Visiting Cards and Mourning Cards

I can remember as recently as 1994 on a trip to visit family in rural Italy, seeing posters on the sides of public buildings in the village announcing the death of a local resident. These posters had a black border around them. This is the memory that sprung to mind when my brother reminded me about the old tradition of leaving what are known as visiting cards.

Visiting cards were used during the Victorian and Edwardian periods. It was considered the polite thing to do when visiting someone’s house to leave a visiting card as you passed through the hallway on your way to the sitting room for your visit. If no one was home when you called, your visiting card was left with a servant.
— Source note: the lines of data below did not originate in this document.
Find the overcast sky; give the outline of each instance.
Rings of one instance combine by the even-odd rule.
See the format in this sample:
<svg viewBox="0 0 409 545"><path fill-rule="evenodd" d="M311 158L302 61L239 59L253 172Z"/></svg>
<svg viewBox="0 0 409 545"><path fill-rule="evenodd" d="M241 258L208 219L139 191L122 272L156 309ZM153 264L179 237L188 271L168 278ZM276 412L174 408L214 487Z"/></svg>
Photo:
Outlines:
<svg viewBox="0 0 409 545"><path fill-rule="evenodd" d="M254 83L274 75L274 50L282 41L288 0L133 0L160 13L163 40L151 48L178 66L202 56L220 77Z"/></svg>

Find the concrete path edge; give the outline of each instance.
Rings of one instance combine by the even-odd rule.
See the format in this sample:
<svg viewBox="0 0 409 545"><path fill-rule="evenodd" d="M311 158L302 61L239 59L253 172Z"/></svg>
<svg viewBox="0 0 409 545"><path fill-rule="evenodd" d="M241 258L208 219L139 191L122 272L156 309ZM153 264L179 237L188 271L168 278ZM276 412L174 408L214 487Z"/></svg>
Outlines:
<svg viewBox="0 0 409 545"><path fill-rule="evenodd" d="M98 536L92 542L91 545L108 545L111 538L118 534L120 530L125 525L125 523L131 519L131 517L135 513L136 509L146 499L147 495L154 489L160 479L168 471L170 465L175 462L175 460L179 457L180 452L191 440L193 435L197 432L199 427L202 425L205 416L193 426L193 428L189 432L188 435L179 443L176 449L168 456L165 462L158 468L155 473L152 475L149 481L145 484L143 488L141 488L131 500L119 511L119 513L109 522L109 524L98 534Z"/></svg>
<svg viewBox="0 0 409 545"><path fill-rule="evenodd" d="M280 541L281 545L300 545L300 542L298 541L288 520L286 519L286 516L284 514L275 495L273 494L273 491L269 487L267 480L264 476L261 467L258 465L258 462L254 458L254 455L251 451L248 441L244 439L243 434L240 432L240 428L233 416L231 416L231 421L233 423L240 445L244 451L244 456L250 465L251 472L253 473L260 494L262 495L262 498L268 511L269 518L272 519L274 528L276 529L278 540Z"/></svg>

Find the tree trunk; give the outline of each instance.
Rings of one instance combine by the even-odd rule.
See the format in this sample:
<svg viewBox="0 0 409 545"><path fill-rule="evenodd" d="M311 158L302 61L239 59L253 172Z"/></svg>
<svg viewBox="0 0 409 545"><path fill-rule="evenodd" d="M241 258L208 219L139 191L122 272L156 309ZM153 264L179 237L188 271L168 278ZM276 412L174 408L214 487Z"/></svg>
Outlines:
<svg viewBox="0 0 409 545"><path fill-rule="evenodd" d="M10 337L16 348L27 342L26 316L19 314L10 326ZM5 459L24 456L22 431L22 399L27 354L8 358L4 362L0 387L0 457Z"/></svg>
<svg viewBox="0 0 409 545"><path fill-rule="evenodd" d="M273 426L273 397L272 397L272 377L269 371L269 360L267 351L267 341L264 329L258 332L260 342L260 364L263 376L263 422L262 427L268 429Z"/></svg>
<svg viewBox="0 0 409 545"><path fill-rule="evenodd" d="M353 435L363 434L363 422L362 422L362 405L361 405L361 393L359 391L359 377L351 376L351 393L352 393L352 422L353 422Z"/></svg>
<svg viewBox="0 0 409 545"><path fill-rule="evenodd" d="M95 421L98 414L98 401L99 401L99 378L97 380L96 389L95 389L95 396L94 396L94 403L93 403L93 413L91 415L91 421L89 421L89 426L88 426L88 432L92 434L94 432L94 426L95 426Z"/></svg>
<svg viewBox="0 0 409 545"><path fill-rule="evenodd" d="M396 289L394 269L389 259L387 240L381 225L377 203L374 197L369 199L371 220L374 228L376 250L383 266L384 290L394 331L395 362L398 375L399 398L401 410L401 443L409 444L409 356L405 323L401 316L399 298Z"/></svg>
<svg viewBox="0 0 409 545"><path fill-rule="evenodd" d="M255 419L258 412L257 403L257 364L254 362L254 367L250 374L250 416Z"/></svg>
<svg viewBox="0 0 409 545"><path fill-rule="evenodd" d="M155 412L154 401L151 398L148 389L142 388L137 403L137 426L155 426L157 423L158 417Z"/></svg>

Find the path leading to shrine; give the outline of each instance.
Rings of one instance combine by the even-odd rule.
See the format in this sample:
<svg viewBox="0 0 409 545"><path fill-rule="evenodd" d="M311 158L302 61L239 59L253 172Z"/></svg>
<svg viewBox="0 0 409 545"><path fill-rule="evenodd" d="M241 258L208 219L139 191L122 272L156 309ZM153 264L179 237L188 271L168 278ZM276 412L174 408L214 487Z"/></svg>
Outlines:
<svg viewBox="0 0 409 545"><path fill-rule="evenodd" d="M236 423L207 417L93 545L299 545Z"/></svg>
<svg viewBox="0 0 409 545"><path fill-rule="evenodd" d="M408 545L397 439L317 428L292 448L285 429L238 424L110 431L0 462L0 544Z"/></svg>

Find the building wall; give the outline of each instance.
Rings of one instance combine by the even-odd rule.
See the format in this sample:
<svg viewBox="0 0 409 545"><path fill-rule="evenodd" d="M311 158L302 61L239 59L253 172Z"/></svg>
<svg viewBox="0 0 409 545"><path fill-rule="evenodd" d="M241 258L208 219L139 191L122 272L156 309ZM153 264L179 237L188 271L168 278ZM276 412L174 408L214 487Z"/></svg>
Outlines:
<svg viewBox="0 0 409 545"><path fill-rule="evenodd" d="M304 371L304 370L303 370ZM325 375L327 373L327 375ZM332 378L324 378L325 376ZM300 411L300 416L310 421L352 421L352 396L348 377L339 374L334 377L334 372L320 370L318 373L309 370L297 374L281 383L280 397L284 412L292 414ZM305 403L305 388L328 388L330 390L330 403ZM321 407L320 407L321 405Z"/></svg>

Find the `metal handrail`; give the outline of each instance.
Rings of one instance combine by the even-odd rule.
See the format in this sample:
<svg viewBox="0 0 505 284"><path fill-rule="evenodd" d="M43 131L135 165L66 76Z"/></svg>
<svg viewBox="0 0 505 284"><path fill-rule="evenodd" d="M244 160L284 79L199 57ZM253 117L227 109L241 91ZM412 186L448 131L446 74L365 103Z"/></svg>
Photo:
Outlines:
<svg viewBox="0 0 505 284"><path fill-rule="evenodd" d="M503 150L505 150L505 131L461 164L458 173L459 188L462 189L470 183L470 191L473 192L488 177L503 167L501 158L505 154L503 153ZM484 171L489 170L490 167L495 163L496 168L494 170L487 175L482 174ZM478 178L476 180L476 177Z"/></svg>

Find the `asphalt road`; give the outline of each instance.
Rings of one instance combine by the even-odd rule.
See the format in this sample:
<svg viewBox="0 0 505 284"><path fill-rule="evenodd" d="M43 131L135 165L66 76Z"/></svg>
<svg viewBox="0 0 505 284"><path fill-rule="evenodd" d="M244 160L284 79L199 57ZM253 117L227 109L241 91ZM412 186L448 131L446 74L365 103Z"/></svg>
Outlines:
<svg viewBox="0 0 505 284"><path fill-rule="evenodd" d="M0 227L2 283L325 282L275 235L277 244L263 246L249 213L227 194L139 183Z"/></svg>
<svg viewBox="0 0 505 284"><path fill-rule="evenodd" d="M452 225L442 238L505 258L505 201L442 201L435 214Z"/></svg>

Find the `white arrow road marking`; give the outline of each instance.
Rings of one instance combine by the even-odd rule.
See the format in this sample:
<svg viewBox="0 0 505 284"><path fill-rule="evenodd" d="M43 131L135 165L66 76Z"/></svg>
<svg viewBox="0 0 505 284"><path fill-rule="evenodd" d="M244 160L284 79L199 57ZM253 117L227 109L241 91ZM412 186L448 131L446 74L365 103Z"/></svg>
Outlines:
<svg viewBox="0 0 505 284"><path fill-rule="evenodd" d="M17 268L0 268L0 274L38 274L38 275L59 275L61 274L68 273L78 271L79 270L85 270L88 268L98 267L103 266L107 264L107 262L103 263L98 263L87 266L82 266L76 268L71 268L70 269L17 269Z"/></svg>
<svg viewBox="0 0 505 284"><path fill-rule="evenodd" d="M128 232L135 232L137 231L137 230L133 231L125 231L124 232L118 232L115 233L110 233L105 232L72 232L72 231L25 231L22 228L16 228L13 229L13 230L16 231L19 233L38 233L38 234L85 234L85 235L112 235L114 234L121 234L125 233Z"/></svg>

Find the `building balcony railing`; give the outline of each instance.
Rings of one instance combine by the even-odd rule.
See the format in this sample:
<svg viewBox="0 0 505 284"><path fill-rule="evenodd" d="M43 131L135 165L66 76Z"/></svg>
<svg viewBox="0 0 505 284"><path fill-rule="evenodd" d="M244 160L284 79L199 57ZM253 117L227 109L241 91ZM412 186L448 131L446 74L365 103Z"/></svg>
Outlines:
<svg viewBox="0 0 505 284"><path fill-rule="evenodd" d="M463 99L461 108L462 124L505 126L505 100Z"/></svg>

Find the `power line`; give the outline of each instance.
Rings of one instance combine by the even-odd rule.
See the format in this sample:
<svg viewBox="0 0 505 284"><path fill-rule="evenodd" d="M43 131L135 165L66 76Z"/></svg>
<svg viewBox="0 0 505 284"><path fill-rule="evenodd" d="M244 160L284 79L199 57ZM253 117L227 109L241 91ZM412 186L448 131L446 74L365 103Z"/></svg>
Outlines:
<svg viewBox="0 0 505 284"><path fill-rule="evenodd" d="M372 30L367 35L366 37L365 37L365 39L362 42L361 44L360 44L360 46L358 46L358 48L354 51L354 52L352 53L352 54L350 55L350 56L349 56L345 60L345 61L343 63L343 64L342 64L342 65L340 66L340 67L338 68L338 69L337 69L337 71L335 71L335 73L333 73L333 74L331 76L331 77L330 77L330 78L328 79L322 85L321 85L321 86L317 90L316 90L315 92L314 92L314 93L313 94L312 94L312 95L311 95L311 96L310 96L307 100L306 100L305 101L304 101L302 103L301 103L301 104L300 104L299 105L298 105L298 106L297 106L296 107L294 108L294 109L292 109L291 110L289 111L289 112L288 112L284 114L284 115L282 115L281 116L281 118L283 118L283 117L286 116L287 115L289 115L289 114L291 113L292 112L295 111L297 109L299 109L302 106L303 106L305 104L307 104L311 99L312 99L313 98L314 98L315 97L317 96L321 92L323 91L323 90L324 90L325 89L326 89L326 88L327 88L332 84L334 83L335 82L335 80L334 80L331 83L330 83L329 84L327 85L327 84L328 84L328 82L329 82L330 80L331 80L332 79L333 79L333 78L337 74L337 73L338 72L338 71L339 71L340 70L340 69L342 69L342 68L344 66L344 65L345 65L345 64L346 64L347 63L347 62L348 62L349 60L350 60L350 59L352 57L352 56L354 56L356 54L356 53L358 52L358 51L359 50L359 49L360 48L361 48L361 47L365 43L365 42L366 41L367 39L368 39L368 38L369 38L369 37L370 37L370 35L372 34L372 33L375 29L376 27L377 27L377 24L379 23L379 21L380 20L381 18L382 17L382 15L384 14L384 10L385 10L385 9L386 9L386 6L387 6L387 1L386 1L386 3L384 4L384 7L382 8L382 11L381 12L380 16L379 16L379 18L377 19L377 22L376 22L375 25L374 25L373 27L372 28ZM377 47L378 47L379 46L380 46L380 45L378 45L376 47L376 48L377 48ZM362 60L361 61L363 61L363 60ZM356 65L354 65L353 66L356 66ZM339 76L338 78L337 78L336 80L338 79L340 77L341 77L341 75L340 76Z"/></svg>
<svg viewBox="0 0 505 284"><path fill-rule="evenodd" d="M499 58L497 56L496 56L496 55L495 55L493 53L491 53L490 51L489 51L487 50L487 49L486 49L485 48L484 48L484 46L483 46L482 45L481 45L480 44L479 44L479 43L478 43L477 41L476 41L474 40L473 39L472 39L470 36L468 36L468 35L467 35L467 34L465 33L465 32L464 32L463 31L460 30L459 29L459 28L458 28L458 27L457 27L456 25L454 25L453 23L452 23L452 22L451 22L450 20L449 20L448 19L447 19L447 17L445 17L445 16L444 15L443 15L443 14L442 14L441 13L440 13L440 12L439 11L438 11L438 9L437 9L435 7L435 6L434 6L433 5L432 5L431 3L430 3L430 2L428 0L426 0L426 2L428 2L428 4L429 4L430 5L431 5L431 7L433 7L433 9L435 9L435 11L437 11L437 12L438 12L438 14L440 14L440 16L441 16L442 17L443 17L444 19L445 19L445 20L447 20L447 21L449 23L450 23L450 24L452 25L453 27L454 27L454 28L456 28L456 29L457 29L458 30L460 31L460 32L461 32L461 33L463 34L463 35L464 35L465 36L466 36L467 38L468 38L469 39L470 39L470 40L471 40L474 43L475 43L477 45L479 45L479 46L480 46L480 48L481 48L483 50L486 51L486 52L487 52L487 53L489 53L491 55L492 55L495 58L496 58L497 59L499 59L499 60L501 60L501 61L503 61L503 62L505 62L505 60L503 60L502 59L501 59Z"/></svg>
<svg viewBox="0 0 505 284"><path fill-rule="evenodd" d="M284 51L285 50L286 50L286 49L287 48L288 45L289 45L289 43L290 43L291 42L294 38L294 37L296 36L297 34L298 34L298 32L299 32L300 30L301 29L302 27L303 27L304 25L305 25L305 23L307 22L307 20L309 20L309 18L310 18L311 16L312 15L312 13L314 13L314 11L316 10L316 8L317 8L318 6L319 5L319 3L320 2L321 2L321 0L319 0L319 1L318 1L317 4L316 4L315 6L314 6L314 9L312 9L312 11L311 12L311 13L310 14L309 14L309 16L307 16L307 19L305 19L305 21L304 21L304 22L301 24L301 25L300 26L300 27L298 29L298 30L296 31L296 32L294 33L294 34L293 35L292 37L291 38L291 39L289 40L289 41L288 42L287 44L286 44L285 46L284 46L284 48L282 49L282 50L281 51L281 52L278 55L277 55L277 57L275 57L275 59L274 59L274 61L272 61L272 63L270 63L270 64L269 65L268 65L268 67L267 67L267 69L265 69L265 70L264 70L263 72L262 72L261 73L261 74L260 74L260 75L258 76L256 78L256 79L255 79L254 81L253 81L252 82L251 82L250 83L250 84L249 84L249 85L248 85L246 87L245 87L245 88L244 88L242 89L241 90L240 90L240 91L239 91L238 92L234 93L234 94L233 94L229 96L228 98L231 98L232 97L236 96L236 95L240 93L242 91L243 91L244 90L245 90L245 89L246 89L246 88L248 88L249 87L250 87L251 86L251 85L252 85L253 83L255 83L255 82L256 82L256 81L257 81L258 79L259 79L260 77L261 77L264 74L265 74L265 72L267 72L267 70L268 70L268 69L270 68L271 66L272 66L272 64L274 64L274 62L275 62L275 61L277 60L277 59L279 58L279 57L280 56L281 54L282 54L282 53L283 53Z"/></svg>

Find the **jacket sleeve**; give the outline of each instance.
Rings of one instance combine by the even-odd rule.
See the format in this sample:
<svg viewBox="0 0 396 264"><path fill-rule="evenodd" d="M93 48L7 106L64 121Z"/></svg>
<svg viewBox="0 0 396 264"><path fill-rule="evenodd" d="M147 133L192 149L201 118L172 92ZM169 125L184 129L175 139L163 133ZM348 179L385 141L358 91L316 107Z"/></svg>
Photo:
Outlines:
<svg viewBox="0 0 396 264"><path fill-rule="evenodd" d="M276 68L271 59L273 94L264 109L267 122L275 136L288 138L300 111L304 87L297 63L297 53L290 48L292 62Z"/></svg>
If you were in mourning after having lost a loved one, your visiting card depicted a black border around it as well as around the edges of your writing paper and envelopes. In some countries it was customary to depict a thick black border if the death of a loved one was recent and if it was a spouse. Thinner borders appeared when the death was that of a sibling, aunt, etc. The border would diminish in width over time, to signify the softening of the grief with the passage of time. It was customary to use mourning cards for two years after the death of a spouse.

Men’s mourning cards were always smaller than women’s and the black border was always narrower. Interesting. I would bet a man made up that part of the custom.

What people today call mourning cards are keepsakes given at funerals and memorials and are not really like their predecessors. They are paper sentiments that commemorate the life of the dearly departed.

I do like the idea of mourning cards as a therapeutic way to come to terms with a loss, but I can’t see the mourning card of the Elizabethan era finding new life (no pun intended) in the digital age. Can you imagine receiving a mourning e-card? Yick.